TOPEKA, Kan. – The effects of George Floyd’s death can be felt much closer to home.
Kansans are responding with protests of their own – and local leaders are speaking out.
In Junction City, a protest started at Heritage Park Friday night. Further east, demonstrators also lined streets in Manhattan.
Mayor Usha Redding condemned the, “Senseless, tragic, and brutal death.”
She continued in a release saying, “It is not lost on me how institutional structures have perpetuated racism. It is not lost on me that it is not enough to be non-racist, but it is important to be anti-racist. It is not lost on me that black lives matter.”
Director of the Riley County Police Department Dennis Butler expressed how he felt when he saw the video in an open letter.

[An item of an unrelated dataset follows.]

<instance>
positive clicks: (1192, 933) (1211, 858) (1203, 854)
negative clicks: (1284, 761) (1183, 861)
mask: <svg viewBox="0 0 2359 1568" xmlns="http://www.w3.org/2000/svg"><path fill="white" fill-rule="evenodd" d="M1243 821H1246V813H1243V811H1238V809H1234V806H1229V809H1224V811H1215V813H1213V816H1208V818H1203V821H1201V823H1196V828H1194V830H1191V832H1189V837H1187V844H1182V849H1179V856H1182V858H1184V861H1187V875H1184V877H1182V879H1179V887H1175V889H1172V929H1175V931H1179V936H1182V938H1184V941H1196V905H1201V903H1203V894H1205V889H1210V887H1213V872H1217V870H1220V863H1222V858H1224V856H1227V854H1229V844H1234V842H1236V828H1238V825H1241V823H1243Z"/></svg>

“I had the same gut reaction as when Walter Scott was murdered by a police officer in South Carolina and when Ahmed Arberey was murdered in Georgia by vigilantes and then law enforcement and prosecutors were slow to do their jobs … You should know that we do not teach that arrest tactic and we do not tolerate it.”
Topeka Police Chief Bill Cochran tweeted something similar.
“I have been trying to finding the words to express how dismayed I am after watching the video of the death of George Floyd in Minneapolis. The actions that led to Mr. Floyd’s death are indefensible … as a law enforcement officer who took the oath to serve and protect 33 years ago, I refuse to stay silent about this. We have to do better.”
Governor Laura Kelly also called on Kansans to do better.
She posted this statement, “the death of George Floyd was unnecessary and preventable … His death is the latest example of systemic racism that we must acknowledge – and address – in our communities, our neighborhoods and our places of work.”
Black lives matter protests along the plaza in Kansas City Friday night are reported to be peaceful, with no arrests.
In Topeka, groups plan to rally outside the statehouse at 11:00 a.m. Saturday.